Для нужд конкретного ППА-проекта, особенно если он имеет частный и ограниченный характер, не обя­зательно потребуются все перечисленные классы матриц одновременно; не исключено, что столь макросоциальные матрицы могут не понадобиться вооб­ще. Но если они необходимы, следует проверить их соответствие целям и задачам данного проекта. В то же время, когда некоторый пакет матриц (моделей) уже составлен, возможно его последующее использование для проведения очень широкого круга ППА-исследований с внесением каждый раз лишь минимальной необходимой корректировки.

В итоге, когда исследователь выяснит все перечис­ленное и изобразит это в виде некой схемы технологии соответствующего политического процесса, то такая схема и станет по сути искомой организационно-поли­тической матрицей. Без всяких дополнительных иссле­дований она уже показывает аналитику те или иные слабые места в его схеме: где политический процесс недостаточно четко определен в Конституции и законе; где возникает дублирование или, напротив, провал функций; где, как и чем разорвана логически и функ­ционально обоснованная идеальная цепочка необходи­мых действий; где недостаточно четко определены права, обязанности или полномочия структур и/или лиц, при­нимающих решение; где механизм принятия решений не подкреплен необходимыми механизмами контроля и исполнения и т. д. Во всех таких точках аналитик может безошибочно предсказывать возникновение бюрокра­тических накладок, ситуаций, связанных с межведом­ственной и бюрократической борьбой, личными столк­новениями.
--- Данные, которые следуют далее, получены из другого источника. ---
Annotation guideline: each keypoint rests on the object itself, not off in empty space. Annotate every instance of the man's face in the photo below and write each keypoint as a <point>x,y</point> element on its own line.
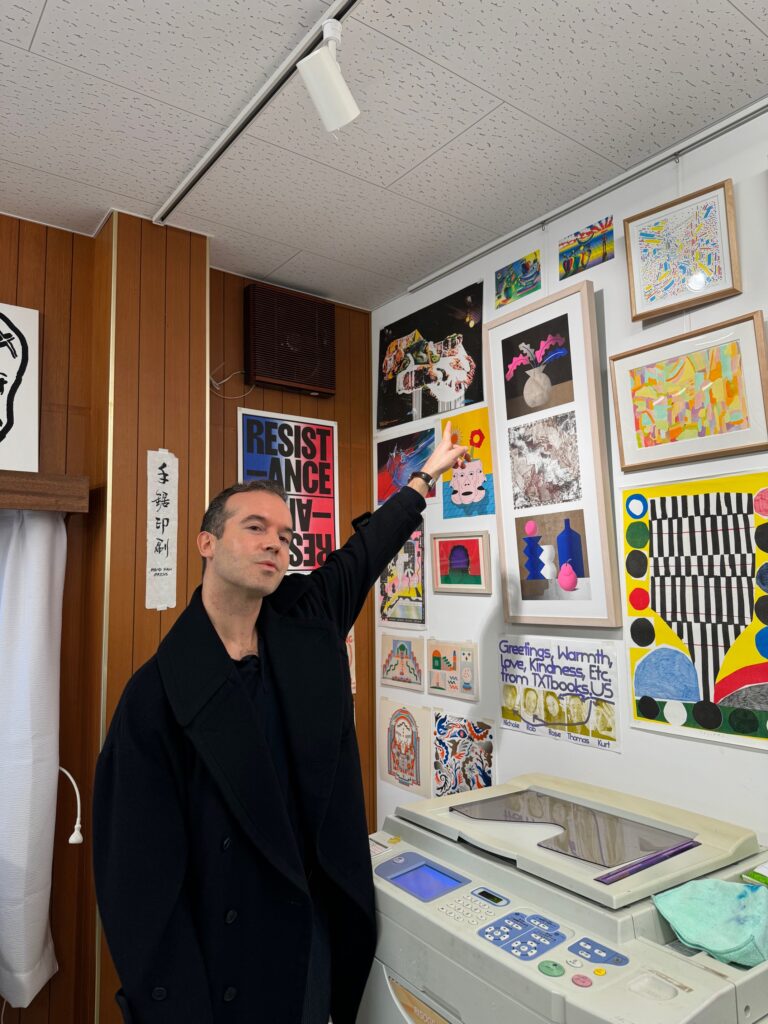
<point>252,554</point>
<point>12,365</point>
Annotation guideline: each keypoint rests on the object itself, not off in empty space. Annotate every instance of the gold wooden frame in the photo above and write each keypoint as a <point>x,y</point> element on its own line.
<point>730,231</point>
<point>757,322</point>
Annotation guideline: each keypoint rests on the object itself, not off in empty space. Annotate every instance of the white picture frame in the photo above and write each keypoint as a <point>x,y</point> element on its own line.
<point>552,477</point>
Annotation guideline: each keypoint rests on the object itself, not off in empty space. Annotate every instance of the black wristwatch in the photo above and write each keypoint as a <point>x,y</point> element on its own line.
<point>429,480</point>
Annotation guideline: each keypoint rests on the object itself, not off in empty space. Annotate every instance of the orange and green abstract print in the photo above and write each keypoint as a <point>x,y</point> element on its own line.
<point>699,394</point>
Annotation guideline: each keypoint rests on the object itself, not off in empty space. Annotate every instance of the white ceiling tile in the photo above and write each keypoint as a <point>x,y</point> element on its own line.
<point>409,108</point>
<point>18,19</point>
<point>39,196</point>
<point>337,282</point>
<point>626,78</point>
<point>56,119</point>
<point>756,10</point>
<point>235,250</point>
<point>282,196</point>
<point>506,171</point>
<point>210,58</point>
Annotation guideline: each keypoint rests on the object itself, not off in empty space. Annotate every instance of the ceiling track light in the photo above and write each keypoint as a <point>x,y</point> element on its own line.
<point>279,78</point>
<point>321,74</point>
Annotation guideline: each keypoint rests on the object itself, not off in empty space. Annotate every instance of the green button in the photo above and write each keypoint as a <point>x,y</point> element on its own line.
<point>552,969</point>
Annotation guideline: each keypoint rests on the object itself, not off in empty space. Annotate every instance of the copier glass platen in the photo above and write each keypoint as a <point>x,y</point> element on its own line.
<point>529,903</point>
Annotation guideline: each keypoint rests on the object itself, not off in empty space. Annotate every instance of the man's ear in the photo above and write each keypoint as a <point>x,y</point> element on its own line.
<point>206,544</point>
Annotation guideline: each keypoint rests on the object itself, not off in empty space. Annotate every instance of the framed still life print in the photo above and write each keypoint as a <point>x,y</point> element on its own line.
<point>461,563</point>
<point>684,253</point>
<point>697,395</point>
<point>553,508</point>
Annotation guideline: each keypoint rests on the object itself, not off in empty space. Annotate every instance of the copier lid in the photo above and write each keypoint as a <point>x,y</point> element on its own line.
<point>608,846</point>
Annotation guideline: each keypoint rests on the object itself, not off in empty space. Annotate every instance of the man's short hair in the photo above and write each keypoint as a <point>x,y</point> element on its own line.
<point>216,513</point>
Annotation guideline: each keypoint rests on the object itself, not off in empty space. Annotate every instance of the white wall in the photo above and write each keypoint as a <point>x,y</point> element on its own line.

Если речь идет о процессах в «своей» СТС, аналитик уже только на этом основании может выдать рекомендации относительно возможных направлений совершенствования, в данном случае внешнеполитиче­ского процесса. Если же рассматривается СТС, напри­мер, политического оппонента, то такая схема может помочь определить, в какие именно точки следует на­правлять политические удары, в чем они (удары) могут заключаться и т. д.

У построенной подобным образом организацион­но-политической матрицы есть еще и то достоинство, что исследователь сразу же получает возможность оценить, какие компоненты и стадии изучаемого про­цесса у него наиболее обеспечены информацией, до­кументами либо возможностями их получения; где с этим обстоит не столь благополучно; где ему заведомо не удается ничего получить. Соответственно, он смо­жет более взвешенно и аргументирование, более при­цельно выстроить выводы и рекомендации по итогам своего ППА-исследования.

Если требуется проанализировать, как будет реа­гировать население на резкое ухудшение эконо­мической обстановки в стране, необходима прежде всего территориальная социально-экономическая матрица. Как распределяется население по возрас­ту, полу, национальности, доходам, социальному по­ложению, владению собственностью и т. д.; как все эти традиции распределены по конкретной террито­рии? То есть, на данном этапе исследователь имеет дело с соответствующей статистикой. Но, организо­ванная по территориальному принципу, такая ста­тистика может многое сказать по существу постав­ленного вопроса.